Some Significant Twenty-First Century Translations
The Qur’an (2004)
M.A.S. Abdel-Haleem
Published in paperback in the Oxford World Classics series, this translation has very been well received and is, I think, growing in acceptance. It’s also the one that I currently use when I teach courses on the Qur’an in English. (For my own writing, I use the Arabic text and provide my own translations.) It has some occasional eccentricities of which I disapprove, but it’s quite clear and readable.
One of the aspects that I like is his use of the term God, instead of the Arabic Allah. Translators divide on this issue, but it seems important to me not to give the impression that Muslims worship a different being than do Christians and Jews. Allah isn’t a proper name, comparable to Zeus or Jupiter. It’s the Arabic equivalent of the English God, used by Arabic-speaking Jews and Christians as well as by Muslims, and it’s closely related, in fact, to the Hebrew word Elohim. (The term’s –im ending is actually, intriguingly, a masculine plural suffix. If it’s detached, the similarity between Eloh and Allah, which is a contraction of the words al-ilah [“the God”], becomes fairly clear.)
The Quran: A Reformist Translation (2007)
Edip Yuksel, Layth Saleh al-Shaiban, and Martha Schulte-Nafeh.

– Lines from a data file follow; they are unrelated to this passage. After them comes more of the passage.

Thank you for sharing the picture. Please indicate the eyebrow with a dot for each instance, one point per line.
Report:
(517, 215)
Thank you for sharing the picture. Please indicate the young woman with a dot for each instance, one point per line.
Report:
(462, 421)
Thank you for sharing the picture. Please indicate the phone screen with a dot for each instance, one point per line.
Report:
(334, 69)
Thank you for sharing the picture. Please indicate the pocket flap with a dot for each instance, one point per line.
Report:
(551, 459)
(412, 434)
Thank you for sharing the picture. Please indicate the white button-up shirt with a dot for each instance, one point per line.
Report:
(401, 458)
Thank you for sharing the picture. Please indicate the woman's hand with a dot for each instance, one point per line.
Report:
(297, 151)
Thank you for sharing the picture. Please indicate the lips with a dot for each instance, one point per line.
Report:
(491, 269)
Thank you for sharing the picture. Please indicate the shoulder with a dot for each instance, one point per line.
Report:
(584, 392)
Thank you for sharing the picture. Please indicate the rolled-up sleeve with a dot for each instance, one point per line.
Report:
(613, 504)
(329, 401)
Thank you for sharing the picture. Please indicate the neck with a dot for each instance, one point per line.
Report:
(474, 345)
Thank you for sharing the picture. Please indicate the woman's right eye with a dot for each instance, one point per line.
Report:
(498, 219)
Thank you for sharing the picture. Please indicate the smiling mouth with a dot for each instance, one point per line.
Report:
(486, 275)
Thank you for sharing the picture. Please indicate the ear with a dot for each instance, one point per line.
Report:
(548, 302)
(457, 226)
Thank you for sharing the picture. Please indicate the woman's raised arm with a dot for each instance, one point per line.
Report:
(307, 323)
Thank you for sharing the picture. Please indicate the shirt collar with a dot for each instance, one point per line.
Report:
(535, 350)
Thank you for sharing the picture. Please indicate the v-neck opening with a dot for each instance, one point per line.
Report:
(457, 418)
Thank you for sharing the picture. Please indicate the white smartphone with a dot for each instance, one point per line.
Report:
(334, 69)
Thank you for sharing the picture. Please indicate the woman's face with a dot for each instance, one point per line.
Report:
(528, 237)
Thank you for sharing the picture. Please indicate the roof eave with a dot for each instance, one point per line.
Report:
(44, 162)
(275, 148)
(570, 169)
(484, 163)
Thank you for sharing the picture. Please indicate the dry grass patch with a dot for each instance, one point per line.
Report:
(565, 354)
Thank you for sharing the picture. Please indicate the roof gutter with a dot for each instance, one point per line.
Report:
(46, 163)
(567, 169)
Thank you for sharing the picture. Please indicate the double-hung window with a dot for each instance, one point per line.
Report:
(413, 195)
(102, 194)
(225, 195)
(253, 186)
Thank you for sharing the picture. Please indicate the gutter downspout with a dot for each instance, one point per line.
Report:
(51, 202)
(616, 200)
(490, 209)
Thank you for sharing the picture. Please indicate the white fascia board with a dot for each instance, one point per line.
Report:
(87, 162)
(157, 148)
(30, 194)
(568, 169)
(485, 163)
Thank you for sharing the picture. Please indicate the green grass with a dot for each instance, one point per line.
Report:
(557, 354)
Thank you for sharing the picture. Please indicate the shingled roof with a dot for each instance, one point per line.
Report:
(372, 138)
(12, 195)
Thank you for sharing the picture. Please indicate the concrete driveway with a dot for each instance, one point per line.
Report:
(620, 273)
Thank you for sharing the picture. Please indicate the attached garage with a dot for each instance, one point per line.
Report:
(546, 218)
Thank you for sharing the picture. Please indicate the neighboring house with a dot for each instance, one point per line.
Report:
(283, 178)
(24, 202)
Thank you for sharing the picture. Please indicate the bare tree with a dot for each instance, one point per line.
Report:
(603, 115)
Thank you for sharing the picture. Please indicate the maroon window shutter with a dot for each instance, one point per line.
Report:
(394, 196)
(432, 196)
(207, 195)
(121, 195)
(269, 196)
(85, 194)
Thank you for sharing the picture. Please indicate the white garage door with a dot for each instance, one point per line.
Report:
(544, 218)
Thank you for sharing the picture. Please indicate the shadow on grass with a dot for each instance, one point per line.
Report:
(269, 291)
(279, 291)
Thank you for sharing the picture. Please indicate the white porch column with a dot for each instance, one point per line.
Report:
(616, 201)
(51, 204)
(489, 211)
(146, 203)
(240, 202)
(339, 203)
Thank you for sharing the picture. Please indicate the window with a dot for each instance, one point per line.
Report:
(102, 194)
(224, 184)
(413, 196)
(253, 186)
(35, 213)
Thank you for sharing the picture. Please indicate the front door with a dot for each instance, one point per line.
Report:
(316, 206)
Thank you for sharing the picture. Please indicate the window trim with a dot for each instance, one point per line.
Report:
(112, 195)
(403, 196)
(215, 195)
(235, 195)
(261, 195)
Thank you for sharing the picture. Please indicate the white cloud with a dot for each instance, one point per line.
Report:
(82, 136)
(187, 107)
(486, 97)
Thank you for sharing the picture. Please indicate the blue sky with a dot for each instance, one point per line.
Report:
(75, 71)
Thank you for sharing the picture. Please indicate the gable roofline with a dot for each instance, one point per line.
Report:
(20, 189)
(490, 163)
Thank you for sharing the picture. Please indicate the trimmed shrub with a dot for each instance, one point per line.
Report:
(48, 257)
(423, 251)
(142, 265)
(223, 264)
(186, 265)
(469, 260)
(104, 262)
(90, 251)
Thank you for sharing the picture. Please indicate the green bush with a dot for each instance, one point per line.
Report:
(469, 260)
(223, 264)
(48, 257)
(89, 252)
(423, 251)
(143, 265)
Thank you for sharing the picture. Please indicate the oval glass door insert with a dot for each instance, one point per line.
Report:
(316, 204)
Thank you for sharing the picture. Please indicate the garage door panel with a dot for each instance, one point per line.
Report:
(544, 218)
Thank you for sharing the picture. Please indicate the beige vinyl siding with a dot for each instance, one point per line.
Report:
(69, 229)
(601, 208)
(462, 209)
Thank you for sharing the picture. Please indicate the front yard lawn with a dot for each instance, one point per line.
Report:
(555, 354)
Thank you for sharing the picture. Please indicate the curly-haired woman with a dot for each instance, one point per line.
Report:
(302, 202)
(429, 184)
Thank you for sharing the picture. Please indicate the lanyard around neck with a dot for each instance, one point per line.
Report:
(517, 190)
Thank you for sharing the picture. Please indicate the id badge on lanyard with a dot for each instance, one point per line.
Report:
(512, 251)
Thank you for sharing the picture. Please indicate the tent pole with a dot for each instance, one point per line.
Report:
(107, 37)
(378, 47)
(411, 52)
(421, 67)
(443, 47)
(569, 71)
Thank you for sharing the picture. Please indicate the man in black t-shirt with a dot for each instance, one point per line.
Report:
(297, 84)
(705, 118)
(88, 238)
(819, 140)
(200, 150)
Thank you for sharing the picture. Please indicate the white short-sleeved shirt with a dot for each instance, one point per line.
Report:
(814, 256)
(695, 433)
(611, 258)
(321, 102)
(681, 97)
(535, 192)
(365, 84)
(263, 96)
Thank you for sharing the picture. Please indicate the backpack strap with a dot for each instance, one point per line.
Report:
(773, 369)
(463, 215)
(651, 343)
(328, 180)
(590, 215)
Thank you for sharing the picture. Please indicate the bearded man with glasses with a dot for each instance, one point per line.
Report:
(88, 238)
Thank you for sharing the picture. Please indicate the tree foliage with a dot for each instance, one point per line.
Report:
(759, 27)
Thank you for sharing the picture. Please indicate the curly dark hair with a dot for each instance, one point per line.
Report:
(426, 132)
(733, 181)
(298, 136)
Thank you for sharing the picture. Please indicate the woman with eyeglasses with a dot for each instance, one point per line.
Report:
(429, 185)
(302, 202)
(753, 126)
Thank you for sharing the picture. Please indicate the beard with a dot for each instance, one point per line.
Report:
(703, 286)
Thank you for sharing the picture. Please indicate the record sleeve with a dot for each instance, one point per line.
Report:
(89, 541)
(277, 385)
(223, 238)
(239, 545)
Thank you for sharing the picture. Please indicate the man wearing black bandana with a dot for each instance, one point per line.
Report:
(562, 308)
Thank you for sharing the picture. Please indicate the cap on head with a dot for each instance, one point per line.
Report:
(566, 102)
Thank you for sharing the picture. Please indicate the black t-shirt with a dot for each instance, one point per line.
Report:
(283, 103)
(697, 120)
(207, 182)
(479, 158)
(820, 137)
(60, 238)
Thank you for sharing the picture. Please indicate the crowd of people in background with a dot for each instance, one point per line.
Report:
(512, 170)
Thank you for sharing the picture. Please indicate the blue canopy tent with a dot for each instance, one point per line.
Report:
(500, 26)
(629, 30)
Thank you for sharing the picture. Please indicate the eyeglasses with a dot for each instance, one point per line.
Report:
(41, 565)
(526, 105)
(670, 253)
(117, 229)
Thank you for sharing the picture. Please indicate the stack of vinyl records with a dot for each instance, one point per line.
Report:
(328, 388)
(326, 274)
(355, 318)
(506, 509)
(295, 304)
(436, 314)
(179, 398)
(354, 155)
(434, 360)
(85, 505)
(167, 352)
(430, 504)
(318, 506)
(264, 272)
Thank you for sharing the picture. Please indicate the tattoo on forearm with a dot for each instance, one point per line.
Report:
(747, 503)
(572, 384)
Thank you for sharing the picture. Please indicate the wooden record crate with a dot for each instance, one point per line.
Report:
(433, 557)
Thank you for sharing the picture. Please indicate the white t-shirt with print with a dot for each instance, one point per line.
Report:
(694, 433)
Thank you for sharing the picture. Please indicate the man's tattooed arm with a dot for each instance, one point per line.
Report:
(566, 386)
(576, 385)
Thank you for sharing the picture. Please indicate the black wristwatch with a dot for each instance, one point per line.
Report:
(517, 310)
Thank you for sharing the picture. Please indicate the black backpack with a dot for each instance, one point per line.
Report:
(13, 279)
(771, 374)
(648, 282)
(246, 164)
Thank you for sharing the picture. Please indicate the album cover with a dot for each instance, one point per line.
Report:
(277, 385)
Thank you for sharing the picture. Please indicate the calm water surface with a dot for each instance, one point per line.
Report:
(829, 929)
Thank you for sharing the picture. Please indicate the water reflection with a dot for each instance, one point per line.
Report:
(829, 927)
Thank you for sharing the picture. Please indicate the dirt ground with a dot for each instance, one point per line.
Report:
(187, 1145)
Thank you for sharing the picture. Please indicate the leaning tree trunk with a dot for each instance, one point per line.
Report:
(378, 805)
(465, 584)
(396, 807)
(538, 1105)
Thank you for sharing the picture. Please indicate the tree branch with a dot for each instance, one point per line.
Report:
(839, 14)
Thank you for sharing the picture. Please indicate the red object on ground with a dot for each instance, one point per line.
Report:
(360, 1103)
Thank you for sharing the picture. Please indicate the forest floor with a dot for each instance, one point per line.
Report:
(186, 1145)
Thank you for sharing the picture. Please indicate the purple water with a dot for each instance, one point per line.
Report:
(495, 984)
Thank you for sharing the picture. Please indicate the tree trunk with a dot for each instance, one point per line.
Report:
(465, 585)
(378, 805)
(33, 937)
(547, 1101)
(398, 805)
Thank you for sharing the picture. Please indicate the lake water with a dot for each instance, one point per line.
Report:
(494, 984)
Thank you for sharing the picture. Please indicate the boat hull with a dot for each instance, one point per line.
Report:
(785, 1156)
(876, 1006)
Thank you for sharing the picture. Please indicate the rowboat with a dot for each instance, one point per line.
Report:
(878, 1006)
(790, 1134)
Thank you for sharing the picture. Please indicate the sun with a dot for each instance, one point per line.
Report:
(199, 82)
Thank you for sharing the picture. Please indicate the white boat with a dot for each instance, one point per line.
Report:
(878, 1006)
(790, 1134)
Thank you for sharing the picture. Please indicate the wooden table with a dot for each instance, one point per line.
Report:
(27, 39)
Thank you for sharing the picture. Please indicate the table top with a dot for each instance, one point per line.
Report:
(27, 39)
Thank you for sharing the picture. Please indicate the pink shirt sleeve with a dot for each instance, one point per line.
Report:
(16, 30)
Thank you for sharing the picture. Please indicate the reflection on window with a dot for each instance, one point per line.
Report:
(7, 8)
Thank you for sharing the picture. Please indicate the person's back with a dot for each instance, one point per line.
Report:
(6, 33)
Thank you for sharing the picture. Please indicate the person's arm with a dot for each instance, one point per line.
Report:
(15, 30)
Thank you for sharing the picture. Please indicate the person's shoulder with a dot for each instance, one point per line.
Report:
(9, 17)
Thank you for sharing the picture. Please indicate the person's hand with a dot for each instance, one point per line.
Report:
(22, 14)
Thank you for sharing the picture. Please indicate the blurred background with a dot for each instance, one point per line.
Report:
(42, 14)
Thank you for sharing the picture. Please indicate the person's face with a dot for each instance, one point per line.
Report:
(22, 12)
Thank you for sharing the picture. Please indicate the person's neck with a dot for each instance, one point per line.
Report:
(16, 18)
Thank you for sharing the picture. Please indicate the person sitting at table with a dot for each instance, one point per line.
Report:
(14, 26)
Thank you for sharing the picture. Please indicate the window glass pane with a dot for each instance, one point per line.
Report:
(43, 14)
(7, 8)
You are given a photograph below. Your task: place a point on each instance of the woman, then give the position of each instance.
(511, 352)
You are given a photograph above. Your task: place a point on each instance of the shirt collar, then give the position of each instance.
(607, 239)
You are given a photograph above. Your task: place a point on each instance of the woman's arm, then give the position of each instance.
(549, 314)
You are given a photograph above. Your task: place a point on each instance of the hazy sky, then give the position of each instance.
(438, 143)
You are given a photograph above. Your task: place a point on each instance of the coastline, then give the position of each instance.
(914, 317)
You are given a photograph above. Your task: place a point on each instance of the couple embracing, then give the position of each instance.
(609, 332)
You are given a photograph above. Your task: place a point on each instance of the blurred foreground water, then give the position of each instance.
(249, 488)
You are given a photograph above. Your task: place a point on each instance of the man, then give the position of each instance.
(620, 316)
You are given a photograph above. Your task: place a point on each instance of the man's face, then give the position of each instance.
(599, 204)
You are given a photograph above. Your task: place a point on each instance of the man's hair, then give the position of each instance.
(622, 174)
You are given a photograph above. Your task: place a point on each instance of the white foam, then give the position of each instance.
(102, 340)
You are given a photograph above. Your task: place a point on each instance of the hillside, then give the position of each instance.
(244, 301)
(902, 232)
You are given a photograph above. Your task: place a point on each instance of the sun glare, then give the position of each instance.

This version attempts to offer a “non-sexist” interpretation of the text.
The Study Quran: A New Translation and Commentary (2015)
Seyyed Hossein Nasr, editor-in-chief.
Professor Nasr, an Iranian educated in physics at the Massachusetts Institute of Technology and the holder of a doctorate in the history of science from Harvard, is one of the most eminent Muslim thinkers of the modern world (though he’s in exile from his native country, where he was too closely associated with the late Shah to be acceptable to the current revolutionary government there). This is a landmark project, published by HarperOne, with verse-by-verse commentaries and essays by both Shi‘ite and Sunni scholars, very much on the model of the best modern Protestant and Catholic study Bibles.
I wrote the notes from which I’ve a drawn a portion above at the request of a committee in Salt Lake City back in January 2017. At that time, I had not yet met Safi Kaskas, nor become aware of his interesting translation of the Qur’an. But it’s definitely worthy of notice here:
The Qur’an – with References to the Bible: A Contemporary Understanding
His notable translation is also published on its own, but the version with which I’m familiar is furnished with cross references, provided by David Hungerford, to the Bible. That makes for a remarkable experience for Christian readers.